Most existing Dynamic Gaussian Splatting methods for complex dynamic urban scenarios rely on accurate object-level supervision from expensive manual labeling, limiting their scalability in real-world applications. In this paper, we introduce SplatFlow, a Self-Supervised Dynamic Gaussian Splatting within Neural Motion Flow Fields (NMFF) to learn 4D space-time representations without requiring tracked 3D bounding boxes, enabling accurate dynamic scene reconstruction and novel view RGB, depth and flow synthesis. SplatFlow designs a unified framework to seamlessly integrate time-dependent 4D Gaussian representation within NMFF, where NMFF is a set of implicit functions to model temporal motions of both LiDAR points and Gaussians as continuous motion flow fields. Leveraging NMFF, SplatFlow effectively decomposes static background and dynamic objects, representing them with 3D and 4D Gaussian primitives, respectively. NMFF also models the status correspondences of each 4D Gaussian across time, which aggregates temporal features to enhance cross-view consistency of dynamic components. SplatFlow further improves dynamic scene identification by distilling features from 2D foundational models into 4D space-time representation. Comprehensive evaluations conducted on the Waymo Open Dataset and KITTI Dataset validate SplatFlow's state-of-the-art (SOTA) performance for both image reconstruction and novel view synthesis in dynamic urban scenarios.

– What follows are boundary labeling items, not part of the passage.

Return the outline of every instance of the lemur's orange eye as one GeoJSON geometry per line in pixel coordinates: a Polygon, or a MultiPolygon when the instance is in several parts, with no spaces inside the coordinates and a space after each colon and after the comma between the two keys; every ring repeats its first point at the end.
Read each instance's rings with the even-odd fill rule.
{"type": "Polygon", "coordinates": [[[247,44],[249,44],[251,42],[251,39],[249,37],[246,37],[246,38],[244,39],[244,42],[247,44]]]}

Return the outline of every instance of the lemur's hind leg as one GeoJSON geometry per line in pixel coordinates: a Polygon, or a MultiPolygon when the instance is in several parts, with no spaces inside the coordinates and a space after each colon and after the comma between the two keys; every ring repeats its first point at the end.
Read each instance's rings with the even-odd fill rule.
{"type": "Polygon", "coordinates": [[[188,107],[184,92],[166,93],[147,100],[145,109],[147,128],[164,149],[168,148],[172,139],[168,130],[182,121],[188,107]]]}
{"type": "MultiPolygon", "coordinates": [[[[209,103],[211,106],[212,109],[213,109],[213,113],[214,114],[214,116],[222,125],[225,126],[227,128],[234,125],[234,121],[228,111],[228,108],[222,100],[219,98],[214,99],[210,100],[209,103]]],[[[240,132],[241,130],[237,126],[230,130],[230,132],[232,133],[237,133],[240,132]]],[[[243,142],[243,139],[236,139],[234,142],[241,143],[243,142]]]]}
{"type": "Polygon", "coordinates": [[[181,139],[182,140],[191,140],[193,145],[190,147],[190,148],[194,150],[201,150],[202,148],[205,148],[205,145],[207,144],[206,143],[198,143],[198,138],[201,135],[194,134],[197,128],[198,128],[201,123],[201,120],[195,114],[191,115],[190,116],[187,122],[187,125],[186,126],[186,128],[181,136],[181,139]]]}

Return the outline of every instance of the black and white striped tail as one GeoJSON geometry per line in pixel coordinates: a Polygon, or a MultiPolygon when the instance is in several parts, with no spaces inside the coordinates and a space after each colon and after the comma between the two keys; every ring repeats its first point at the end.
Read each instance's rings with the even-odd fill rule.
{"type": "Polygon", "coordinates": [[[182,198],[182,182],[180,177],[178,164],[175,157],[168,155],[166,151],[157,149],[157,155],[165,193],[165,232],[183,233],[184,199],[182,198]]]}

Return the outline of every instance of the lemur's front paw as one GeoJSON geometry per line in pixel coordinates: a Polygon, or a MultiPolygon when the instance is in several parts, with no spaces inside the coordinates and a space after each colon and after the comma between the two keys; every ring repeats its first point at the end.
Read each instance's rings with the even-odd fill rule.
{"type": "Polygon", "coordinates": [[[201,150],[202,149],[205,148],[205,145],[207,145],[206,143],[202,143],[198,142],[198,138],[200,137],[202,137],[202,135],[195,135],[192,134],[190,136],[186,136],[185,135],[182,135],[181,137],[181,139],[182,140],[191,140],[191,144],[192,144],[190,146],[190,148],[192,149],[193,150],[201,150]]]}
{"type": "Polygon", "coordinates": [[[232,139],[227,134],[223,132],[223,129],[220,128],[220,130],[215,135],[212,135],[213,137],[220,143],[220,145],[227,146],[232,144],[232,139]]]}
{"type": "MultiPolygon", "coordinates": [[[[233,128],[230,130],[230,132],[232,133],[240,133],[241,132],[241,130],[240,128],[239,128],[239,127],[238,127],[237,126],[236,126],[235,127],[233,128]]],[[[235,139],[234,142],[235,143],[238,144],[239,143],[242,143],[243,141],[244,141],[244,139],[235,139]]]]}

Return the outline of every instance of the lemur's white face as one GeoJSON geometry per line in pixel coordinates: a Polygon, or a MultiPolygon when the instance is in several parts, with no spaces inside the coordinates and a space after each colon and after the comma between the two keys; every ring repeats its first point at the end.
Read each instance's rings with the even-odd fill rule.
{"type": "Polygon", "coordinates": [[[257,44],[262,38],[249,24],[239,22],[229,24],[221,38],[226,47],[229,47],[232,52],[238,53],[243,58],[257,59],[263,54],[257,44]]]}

目前大多数针对复杂动态城市场景的动态高斯投影(Dynamic Gaussian Splatting)方法依赖于昂贵的手动标注提供的精确目标级监督,这限制了其在实际应用中的可扩展性。在本文中,我们提出了一种名为 SplatFlow 的自监督动态高斯投影方法,通过神经运动流场(Neural Motion Flow Fields, NMFF)学习 4D 时空表示,无需依赖跟踪的 3D 边界框,从而实现了准确的动态场景重建以及新视角的 RGB、深度和流的生成。 SplatFlow 设计了一个统一框架,将时间相关的 4D 高斯表示无缝集成到 NMFF 中。其中,NMFF 是一组隐式函数,用于将 LiDAR 点和高斯表示的时间运动建模为连续的运动流场。借助 NMFF,SplatFlow 有效地分解了静态背景和动态物体,分别使用 3D 和 4D 高斯基元进行表示。NMFF 还建模了每个 4D 高斯随时间变化的状态对应关系,从而聚合时间特征,增强动态组件的跨视角一致性。 此外,SplatFlow 通过将 2D 基础模型的特征提炼到 4D 时空表示中,进一步提升了动态场景的识别能力。在 Waymo Open Dataset 和 KITTI Dataset 上进行的综合评估表明,SplatFlow 在动态城市场景中的图像重建和新视角生成任务上均达到了最先进水平(SOTA)。